Deklarasi Sirnagalih
Deklarasi Sirnagalih adalah pernyataan yang ditandatangani 58 wartawan dan kolomnis era Orde Baru di Wisma Tempo Sirnagalih yang berlokasi di Desa Cipayung Girang, Kecamatan Megamendung, Kabupaten Bogor, Jawa Barat, Indonesia pada tanggal 7 Agustus 1994.[1][2] Inti dari pernyataan bersama ini adalah menuntut dipenuhinya hak masyarakat atas informasi, menentang pengekangan pers, menolak wadah tunggal untuk para wartawan (dalam hal ini Persatuan Wartawan Indonesia), serta mengumumkan dibentuknya Aliansi Jurnalis Independen (yang sebelumnya berjalan secara bawah tanah).[3]
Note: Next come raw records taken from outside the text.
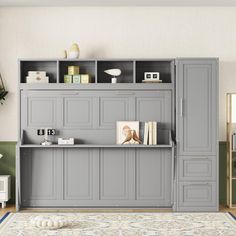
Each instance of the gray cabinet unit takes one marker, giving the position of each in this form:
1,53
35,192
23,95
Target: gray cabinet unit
95,171
196,107
197,130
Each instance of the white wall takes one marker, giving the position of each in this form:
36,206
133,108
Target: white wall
115,32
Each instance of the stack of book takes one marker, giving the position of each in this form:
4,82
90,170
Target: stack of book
75,77
149,132
37,77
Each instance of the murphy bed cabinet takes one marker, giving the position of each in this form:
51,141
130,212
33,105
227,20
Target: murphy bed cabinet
180,172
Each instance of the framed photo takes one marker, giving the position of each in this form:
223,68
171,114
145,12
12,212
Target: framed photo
127,132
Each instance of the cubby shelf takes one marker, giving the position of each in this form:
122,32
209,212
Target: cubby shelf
96,146
132,70
91,86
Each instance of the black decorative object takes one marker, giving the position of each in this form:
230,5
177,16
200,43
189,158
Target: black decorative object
3,92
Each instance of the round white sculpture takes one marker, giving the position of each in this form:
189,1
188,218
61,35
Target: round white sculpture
114,73
73,52
49,222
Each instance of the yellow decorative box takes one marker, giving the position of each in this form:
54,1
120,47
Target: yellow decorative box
68,79
73,70
76,79
85,79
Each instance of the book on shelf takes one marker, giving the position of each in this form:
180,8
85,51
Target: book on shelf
145,137
150,131
154,133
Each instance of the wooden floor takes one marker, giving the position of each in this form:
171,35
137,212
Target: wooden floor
11,208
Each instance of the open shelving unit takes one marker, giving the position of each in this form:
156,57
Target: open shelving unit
84,174
132,71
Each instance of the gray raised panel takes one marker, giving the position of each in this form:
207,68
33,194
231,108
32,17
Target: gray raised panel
197,194
113,108
114,174
154,106
39,175
38,109
78,112
196,107
78,174
197,168
153,175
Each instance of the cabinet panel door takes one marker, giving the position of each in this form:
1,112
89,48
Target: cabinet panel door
113,107
154,106
78,174
38,109
153,175
39,175
196,107
114,174
197,168
197,194
78,111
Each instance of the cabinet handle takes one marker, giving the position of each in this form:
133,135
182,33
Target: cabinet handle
70,94
198,158
125,93
181,107
198,184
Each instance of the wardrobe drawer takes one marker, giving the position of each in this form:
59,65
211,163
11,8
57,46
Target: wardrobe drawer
197,168
197,194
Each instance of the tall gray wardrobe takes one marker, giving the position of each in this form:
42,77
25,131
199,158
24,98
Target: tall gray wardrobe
179,172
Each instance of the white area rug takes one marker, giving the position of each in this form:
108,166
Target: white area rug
124,224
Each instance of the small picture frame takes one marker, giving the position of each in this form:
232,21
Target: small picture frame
152,75
127,132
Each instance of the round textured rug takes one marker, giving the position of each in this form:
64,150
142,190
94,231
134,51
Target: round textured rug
124,224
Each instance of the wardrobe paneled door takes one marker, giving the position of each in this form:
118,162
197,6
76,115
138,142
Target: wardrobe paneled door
197,130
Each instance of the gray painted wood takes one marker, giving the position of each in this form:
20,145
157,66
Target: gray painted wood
154,165
96,172
78,174
114,174
197,194
197,168
196,107
39,175
197,135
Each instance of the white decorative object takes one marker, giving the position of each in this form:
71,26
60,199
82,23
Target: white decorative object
37,77
65,141
113,72
127,132
73,52
49,222
5,189
151,75
113,80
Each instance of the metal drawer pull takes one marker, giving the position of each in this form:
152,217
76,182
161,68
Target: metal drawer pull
70,94
181,107
125,93
197,184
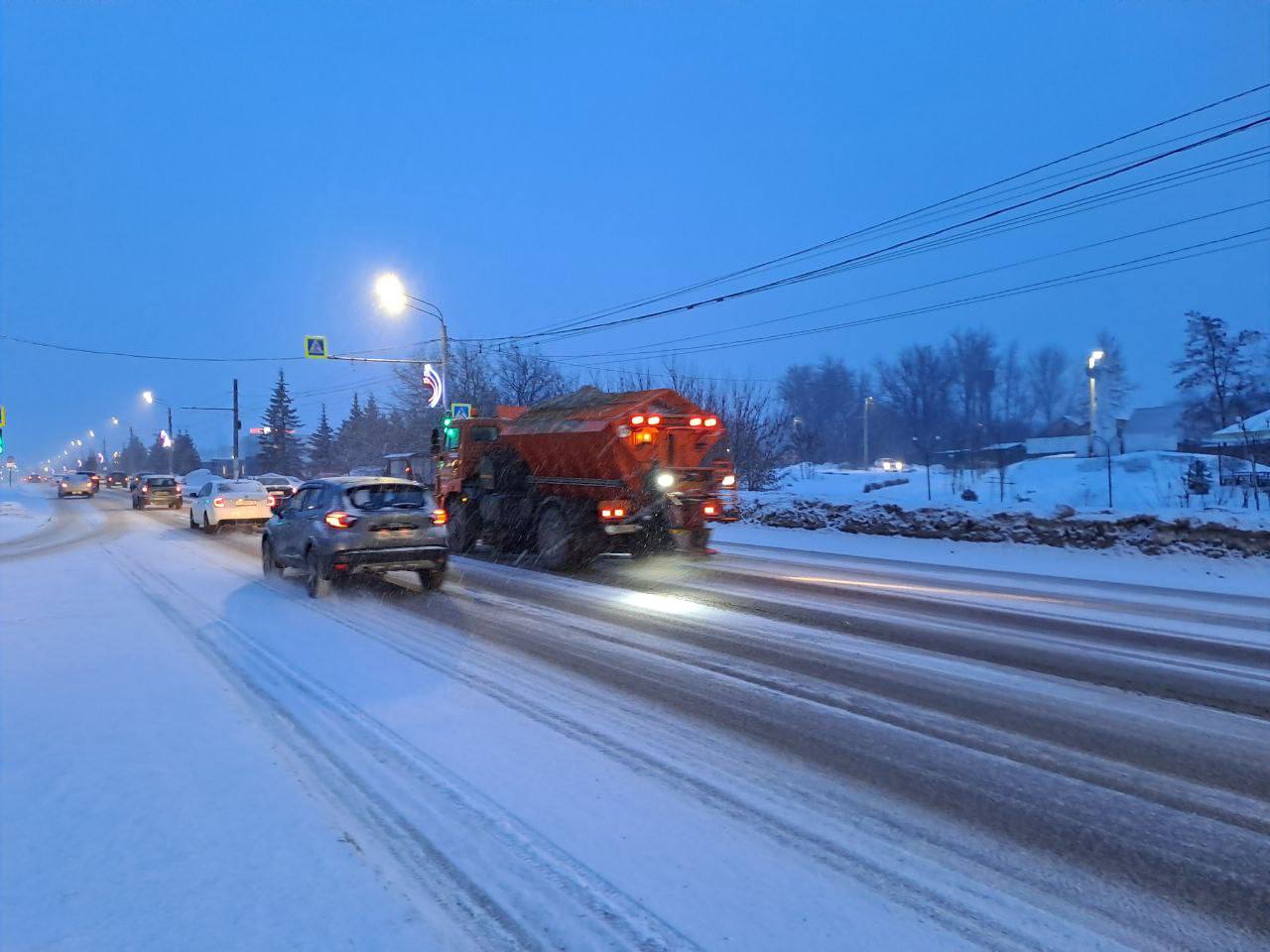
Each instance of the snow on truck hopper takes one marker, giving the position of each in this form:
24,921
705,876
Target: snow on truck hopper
585,474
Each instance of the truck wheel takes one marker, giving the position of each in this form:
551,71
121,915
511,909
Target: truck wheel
462,526
556,546
431,579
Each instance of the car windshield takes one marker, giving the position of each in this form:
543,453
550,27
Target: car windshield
240,486
394,495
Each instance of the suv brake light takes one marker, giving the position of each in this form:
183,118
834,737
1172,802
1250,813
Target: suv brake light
338,520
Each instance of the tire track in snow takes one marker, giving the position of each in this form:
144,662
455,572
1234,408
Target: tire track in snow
549,901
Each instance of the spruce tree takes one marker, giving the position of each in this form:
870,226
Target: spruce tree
322,452
186,457
281,448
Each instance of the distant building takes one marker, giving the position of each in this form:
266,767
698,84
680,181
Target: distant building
1152,428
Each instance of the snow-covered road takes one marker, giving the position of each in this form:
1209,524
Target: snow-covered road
766,751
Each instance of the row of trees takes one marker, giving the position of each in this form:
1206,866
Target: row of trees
970,390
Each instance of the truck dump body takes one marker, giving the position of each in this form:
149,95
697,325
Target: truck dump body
587,472
585,443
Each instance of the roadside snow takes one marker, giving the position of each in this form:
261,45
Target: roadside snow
1234,576
22,512
1147,483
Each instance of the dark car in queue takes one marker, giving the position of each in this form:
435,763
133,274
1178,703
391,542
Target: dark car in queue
338,529
157,490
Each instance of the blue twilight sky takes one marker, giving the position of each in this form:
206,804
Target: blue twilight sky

Deklarasi ini dianggap sebagai tonggak penting dalam sejarah kewartawanan Indonesia di mana untuk pertama kalinya para wartawan bersatu untuk melawan kesewenang-wenangan pemerintah dalam pemberangusan pers yang telah terjadi berpuluh-puluh tahun.[4]
Latar belakang
suntingSalah satu latar belakang munculnya Deklarasi Sirnagalih adalah pemberedelan terakhir yang terjadi pada era Orde Baru pada 21 Juni 1994, yang menimpa Tempo, Editor dan Detik.[2] Keputusan tersebut diumumkan Direktur Jenderal Pembinaan Pers dan Grafika Kementerian Penerangan, Subrata, atas nama Menteri Penerangan Harmoko. Pemberedelan ini dilakukan dengan alasan bahwa pemberitaan Tempo tentang indikasi korupsi pembelian kapal perang eks Volksmarine Jerman Timur dapat membahayakan stabilitas nasional.[4] Sementara, alasan yang diberikan atas pemberedelan Editor dan Detik terkait ketidaksesuaian perkembangan kedua media dengan apa yang tercantum di SIUPP masing-masing.[5] Detik dituduh telah menyimpang dari SIUPP-nya yang berfokus pada pemberitaan detektif dan kriminal, karena pada kenyataannya lebih sering mengkritik pemerintahan.[6]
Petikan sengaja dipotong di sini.